Another dinner at an outside patio, right by the railroad tracks….
Just one train passed by.

June 21
Rain in the forecast but the sky looked very promising after breakfast so we decided to go for a walk along Bow River. We drove into town (Canmore) and ended up in the middle of their weekly market (I love markets). We were directed to a good parking spot to start our walk. The temperature increased by the minute (at least, that’s how it felt) and the walk was beautiful. We saw the “Three Sisters“, mountains I know from a painting by Max Jacquiard (I worked for his publisher for several years). Amazing to see them in reality. We also spotted some female elk with babies. We watched people getting kayaking lessons on the river and admired some of the gorgeous houses along a stretch of the river. We walked about 11 km that day. Later the clouds started covering the blue sky and we heard thunder. We made it back into town before the rain fell. After a cup of coffee and some “goodies” we headed back to the hotel. Evening time we drove into town and found a great restaurant. The outside did not look like much. Stairs (colourful) led us up to the dining area. It was great. View over the mountains (partially covered because of the rain clouds) from huge, open windows,  Great atmosphere. Very good food.
Back in the hotel the power went out for about 1 1/2 hours. It was late anyway so it didn’t matter at all 🙂

June 22
We left Canmore and drove towards Num-Ti-Jah Lodge at the edge of Bow Lake, north of Lake Louise. Somewhere on the way we saw a grizzly bear. Too bad he refused to raise his head but I got at least some pictures of his huge body.
On the way we stopped at Johnston Canyon and hiked up to the waterfalls. Definitely worthwhile.
From the Johnston Canyon we turned west towards Field, to the viewpoints of the Spiral Tunnels, an engineering miracle.
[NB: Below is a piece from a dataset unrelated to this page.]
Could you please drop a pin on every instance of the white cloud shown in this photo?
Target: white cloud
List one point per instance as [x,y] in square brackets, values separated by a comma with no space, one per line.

Too bad it was pouring rain, the tracks seemed to be under construction at one point and it was hard to see anything. No trains passing by while we were there. But good to see and check out anyway.
We arrived in the pouring rain at our next destination: Num-Ti-Jah Lodge at Bow Lake.
No cell phone service, limited WiFi, old, beautiful log building. Great dining room!